Ce siècle où de la Liberté
Sur les droits de l'humanité
Mes yeux ont vu fonder l'empire !
Qu'il est brillant ! Qu'il est majestueux !
Qu'il est fécond en vertus, en miracles !
Oui, c'est lui, c'est ce siècle heureux
Que nous ont prédit les oracles !
Adorable fille des Cieux !
Ô sublime Philosophie !
C'est par le concours fortuné
De la Raison & du génie,
Couple de ton sein émané
Dont l'ascendant anime & vivifie
Le vaste empire où je suis né ;
Que j'ai vu parmi nous mille & mille prodiges
Se succéder avec rapidité,
Renverser brusquement les gothiques prestiges
Dont l'orgueil, la cupidité
La fourberie & l'impudence
À la faveur de l'ignorance
Berçoient notre crédulité !
Au flambeau de la vérité,
J'ai vu s'évanouir comme un foible phosphore,
Les rêves de l'opinion
Feux follets dont maint peuple encore
Nourrit sa superstition !
J'ai vu rentrer dans les ténèbres
Les spectres hideux & funèbres
Du despotisme & de l'oppression !
Ah ! Qu'il est fécond en miracles
Qu'il est brillant &c.
Divine Révolution,
Nous devons à ton énergie
L'éclat de notre nation
Dont tu deviens l'apologie !
Par toi, de ses fers délivré
Un peuple qu'on croyoit frivole
Avec fracas brise l'idole
Qu'il rougit d'avoir adoré.
Du milieu des débris dont tu couvres la France
La Liberté, plus fière qu'un lion
Avec rapidité s'élance,
Et sur ses pas la Constitution
Majestueusement s'avance :
Dans un clin d'œil, armés pour sa défense,
Des millions de citoyens
Jurent de protéger cette arche d'alliance
Contre la rage & l'insolence
Des esclaves égyptiens !
Ah qu'il est fécond en miracles
Qu'il est brillant &c.
Je l'ai vu, ce jour radieux,
Ce jour qui porta la lumière
Au fond des cachots ténébreux
De ce sombre & sanglant repaire
Où dans l'opprobre & la misère
Périssoient tant de malheureux !
J'ai vu tomber ces murs horribles !…
Et sur leurs débris écrasés
Flotter les étendars terribles
Des braves citoyens qui les avoient brisés !

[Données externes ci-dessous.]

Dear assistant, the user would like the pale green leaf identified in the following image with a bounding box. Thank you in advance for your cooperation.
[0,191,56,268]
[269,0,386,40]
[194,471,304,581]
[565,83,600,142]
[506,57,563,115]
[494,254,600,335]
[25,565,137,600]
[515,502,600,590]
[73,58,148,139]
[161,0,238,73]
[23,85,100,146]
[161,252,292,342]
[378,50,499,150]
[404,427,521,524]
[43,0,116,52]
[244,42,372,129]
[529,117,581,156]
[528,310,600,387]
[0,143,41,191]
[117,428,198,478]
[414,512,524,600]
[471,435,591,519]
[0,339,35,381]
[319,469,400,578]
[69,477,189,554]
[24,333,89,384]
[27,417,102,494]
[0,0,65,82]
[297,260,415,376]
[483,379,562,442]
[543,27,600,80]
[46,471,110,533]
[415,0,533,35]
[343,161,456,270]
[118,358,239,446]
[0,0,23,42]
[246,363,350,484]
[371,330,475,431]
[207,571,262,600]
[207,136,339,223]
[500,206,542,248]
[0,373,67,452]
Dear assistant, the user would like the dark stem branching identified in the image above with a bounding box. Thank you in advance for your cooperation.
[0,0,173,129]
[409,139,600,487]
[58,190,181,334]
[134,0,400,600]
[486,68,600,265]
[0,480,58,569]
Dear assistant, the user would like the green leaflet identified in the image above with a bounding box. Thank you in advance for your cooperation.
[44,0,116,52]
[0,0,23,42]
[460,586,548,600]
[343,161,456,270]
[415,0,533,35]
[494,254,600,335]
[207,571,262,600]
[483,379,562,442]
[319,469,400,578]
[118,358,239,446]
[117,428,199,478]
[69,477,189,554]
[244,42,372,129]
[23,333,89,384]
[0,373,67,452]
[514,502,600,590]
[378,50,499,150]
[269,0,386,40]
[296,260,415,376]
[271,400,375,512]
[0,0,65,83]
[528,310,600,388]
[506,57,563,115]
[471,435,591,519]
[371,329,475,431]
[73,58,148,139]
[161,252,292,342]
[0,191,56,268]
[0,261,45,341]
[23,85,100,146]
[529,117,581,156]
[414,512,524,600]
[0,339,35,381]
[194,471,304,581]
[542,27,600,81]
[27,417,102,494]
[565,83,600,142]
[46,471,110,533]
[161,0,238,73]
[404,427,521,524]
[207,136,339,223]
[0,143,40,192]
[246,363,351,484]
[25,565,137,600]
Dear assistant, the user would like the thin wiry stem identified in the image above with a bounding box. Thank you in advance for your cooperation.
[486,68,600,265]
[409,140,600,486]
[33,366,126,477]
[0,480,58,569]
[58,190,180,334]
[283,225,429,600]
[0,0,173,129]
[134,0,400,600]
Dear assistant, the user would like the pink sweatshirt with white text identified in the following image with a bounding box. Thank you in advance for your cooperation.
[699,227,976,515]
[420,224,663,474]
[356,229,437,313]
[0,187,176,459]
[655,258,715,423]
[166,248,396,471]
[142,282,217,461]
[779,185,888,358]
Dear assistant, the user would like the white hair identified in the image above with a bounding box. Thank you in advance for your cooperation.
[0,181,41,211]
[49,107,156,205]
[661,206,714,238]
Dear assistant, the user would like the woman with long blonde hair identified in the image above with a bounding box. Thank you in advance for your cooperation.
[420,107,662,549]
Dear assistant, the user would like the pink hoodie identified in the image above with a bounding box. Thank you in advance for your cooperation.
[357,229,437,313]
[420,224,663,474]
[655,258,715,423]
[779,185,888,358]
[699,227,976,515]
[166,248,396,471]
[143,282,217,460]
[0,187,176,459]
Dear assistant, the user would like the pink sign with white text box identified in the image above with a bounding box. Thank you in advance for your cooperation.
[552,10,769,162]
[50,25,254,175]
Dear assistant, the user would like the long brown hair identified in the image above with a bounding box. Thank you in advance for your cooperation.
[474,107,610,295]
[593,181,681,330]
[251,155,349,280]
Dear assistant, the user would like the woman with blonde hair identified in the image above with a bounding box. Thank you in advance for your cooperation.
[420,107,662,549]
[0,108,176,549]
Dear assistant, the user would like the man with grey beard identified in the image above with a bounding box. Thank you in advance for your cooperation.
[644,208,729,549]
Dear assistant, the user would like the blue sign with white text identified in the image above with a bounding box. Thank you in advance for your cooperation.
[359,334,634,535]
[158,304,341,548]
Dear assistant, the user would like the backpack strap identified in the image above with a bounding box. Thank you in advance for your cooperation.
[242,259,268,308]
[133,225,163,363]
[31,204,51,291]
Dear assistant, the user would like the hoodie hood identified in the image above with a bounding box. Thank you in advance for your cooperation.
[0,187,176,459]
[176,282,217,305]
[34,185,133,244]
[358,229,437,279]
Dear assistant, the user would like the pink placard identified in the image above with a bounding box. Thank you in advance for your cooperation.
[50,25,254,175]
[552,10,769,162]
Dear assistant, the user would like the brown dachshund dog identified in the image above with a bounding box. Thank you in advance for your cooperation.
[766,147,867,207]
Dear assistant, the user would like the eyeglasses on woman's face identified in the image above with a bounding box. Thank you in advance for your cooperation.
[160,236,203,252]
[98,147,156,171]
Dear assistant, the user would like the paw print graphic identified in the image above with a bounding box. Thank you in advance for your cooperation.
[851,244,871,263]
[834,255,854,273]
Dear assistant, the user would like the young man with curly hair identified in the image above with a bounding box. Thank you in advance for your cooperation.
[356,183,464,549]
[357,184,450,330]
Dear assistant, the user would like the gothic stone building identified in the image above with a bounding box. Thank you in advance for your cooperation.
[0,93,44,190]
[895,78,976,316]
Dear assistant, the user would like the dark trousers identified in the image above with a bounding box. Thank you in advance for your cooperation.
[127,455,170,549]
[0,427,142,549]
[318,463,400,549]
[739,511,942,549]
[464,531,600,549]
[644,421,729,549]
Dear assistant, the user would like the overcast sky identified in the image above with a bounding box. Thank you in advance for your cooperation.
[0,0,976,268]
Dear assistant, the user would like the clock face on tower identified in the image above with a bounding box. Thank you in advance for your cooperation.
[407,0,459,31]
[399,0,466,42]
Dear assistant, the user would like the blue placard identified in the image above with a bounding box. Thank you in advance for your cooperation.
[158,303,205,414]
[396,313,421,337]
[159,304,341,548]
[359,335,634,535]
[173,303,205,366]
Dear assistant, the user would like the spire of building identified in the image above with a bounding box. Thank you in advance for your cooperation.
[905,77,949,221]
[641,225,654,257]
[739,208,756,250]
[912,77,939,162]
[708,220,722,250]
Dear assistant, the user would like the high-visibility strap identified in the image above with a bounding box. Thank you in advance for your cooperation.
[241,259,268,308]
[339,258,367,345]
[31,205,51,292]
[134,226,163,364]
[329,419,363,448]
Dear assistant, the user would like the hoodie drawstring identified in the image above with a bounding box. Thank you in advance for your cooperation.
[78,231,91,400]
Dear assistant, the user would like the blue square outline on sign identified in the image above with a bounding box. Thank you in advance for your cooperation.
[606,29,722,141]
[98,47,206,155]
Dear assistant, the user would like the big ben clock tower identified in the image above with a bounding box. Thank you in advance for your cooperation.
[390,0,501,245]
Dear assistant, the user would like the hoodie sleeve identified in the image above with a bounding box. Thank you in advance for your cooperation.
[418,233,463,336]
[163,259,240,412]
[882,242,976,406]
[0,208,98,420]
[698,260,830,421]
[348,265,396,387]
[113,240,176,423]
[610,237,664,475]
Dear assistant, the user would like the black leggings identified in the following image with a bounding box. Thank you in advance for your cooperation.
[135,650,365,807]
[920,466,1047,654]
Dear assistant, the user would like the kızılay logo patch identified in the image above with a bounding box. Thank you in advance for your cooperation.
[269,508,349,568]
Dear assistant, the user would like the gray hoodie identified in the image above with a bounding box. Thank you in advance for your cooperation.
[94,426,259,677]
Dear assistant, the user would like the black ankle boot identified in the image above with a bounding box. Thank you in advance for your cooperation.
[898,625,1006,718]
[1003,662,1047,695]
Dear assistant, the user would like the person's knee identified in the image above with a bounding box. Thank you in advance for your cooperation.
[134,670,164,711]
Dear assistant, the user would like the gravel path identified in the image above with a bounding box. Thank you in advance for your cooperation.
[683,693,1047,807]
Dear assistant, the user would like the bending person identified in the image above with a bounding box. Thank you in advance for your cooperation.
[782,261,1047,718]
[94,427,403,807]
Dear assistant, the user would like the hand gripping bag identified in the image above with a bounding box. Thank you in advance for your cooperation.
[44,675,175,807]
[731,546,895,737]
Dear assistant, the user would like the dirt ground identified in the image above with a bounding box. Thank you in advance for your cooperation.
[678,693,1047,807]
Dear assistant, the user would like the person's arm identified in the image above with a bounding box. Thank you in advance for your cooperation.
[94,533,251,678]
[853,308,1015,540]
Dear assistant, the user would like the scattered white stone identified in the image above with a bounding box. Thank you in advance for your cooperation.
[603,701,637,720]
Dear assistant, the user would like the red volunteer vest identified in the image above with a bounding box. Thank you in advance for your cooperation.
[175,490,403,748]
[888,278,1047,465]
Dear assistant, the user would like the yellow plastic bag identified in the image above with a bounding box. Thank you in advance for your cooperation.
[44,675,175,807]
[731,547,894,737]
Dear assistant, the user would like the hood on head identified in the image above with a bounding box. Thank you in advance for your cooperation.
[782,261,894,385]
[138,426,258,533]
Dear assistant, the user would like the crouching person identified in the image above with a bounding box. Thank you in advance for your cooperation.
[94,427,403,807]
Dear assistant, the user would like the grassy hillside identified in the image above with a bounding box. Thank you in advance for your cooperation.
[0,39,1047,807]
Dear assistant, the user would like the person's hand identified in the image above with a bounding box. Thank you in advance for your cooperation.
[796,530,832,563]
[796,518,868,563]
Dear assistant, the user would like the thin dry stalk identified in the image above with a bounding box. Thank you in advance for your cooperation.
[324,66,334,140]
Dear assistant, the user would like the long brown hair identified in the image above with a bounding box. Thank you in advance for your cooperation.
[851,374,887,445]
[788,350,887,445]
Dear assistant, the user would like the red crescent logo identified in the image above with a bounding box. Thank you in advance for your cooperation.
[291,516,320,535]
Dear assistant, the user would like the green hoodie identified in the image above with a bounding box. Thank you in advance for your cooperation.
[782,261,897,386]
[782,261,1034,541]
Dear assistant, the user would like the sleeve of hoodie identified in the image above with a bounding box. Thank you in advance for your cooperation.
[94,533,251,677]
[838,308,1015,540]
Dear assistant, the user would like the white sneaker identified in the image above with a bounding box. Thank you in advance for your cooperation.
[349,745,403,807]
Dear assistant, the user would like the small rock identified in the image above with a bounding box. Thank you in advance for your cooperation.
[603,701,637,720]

J'ai vu l'inflexible Cerbère
De ce tartare des François,
Le front noirci de ses forfaits,
De son sang souiller la poussière !
Qu'il est brillant ! Qu'il est majestueux !
Qu'il est fécond en vertus en miracles ;
Oui c'est lui &c.
J'ai vu naître l'égalité
Circonscrire l'autorité,
Dans les écarts jadis atroce
Et de la féodalité
S'écrouler l'énorme colosse !
J"ai vu du sein du sacerdoce
Bannir la superfluité
La hauteur, la futilité,
Le dédain, & l'insouscience :
Le luxe, les mauvaises mœurs,
Les intrigues & les faveurs,
L'effronterie & l'ignorance !
Qu'il est brillant ! Qu'il est majestueux !
Ah ! Qu'il est fécond en miracles
Oui c'est &c.
J'ai vu plonger dans le cercueil
Ces ordres si puissants naguère,
Ces deux ordres fameux dont le Ciel & la terre
Étoient trop resserrés pour contenir l'orgueil !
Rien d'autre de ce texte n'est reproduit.